День начался с бунта. Маррада брала по одному кеду из каждой пары Кайнорта, раскручивала на шнурке и запускала в ряды бокалов на барной стойке трактира. Хозяин кед и трактира невозмутимо сидел за столом с Альдой и Берграем, будто разрушительная месть его не касалась. Он полагал, что силы Маррады иссякнут раньше, чем коллекция дизайнерской обуви.
— Эта дребедень пришла на все личные коммы, — Альда продемонстрировала свой, но надобности в этом не было: точно такой же баннер горел на коммах рой-маршала, капитана Инфера и даже у Маррады.
«Прайд Сокрушителей против рабства. Мир без эксплуататоров! Нас уже 20086…»
Последняя цифра росла на единицу или две в секунду. При попытке свернуть баннер, тот распухал на весь экран. Кайнорт попытался его удалить, но вместо этого отпочковалась копия, потом ещё одна.
— Занимательно. Что за Прайд Сокрушителей?
— Секта эзеров-пацифистов, — пояснил Берграй. — Решили перевернуть мир.
— Опять? Мир и так вращается, насколько мне известно. Вокруг своей оси, вокруг солнца, в рукавах галактик.
— Их не устраивает, как мы живём, — вздохнула Альда. — Приверженцы Прайда Сокрушителей сокрушаются, что они-де пьют чужую кровь, а их девиз — «Не навреди».
— Попахивает плагиатом, — буркнул Кайнорт, наблюдая ножницы в руках у притихшей Маррады. С высунутым от сосредоточения кончиком языка она приканчивала новую пару.

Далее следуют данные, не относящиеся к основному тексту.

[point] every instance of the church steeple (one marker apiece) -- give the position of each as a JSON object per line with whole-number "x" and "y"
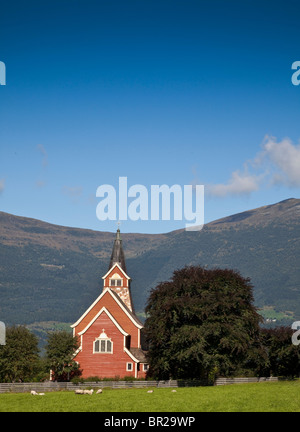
{"x": 116, "y": 278}
{"x": 117, "y": 256}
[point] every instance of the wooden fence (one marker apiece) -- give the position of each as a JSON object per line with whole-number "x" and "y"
{"x": 47, "y": 386}
{"x": 225, "y": 381}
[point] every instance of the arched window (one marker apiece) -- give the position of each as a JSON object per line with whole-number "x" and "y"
{"x": 103, "y": 344}
{"x": 115, "y": 280}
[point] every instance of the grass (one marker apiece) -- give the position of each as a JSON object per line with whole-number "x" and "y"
{"x": 282, "y": 396}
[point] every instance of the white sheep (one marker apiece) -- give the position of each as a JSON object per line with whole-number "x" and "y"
{"x": 34, "y": 393}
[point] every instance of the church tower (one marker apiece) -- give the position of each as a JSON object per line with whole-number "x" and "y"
{"x": 116, "y": 278}
{"x": 109, "y": 331}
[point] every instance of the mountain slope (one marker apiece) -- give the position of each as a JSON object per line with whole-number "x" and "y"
{"x": 53, "y": 273}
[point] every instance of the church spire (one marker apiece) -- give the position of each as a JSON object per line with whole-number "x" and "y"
{"x": 117, "y": 256}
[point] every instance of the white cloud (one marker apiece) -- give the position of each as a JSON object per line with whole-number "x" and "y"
{"x": 73, "y": 192}
{"x": 238, "y": 184}
{"x": 285, "y": 157}
{"x": 278, "y": 163}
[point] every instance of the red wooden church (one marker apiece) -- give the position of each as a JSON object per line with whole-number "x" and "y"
{"x": 109, "y": 331}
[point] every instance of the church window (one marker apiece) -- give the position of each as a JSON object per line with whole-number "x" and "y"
{"x": 103, "y": 344}
{"x": 115, "y": 280}
{"x": 129, "y": 366}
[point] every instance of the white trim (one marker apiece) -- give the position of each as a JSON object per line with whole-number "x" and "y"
{"x": 129, "y": 370}
{"x": 110, "y": 316}
{"x": 103, "y": 352}
{"x": 118, "y": 302}
{"x": 105, "y": 276}
{"x": 131, "y": 355}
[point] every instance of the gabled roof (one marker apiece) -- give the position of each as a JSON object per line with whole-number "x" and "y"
{"x": 110, "y": 316}
{"x": 118, "y": 300}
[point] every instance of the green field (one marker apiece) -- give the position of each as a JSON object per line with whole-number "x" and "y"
{"x": 282, "y": 396}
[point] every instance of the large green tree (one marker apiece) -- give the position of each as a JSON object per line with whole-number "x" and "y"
{"x": 19, "y": 359}
{"x": 60, "y": 349}
{"x": 202, "y": 322}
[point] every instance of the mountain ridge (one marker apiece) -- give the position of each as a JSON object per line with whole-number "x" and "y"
{"x": 53, "y": 273}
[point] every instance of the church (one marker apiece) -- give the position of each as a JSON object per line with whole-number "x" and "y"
{"x": 109, "y": 331}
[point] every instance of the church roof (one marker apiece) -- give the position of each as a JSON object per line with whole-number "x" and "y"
{"x": 117, "y": 256}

— А может, «Не навреди другому».
— Чего они хотят?
— Вербуют сторонников в отряды дезертиров. Хотят отказаться от нападения на Урьюи. Увести корабли в последний момент.
Куски кожи, обрезки шнурков и тряпок посыпались на пол, и Бритц провёл ладонями по лицу:
— Я не понимаю. Эзеры не могут без крови. Эзеры погибают без крови. Заменителей и суррогатов на сегодня нет! А единственный шанс наконец заняться научными изысканиями — это осесть на Урьюи. Я не понимаю.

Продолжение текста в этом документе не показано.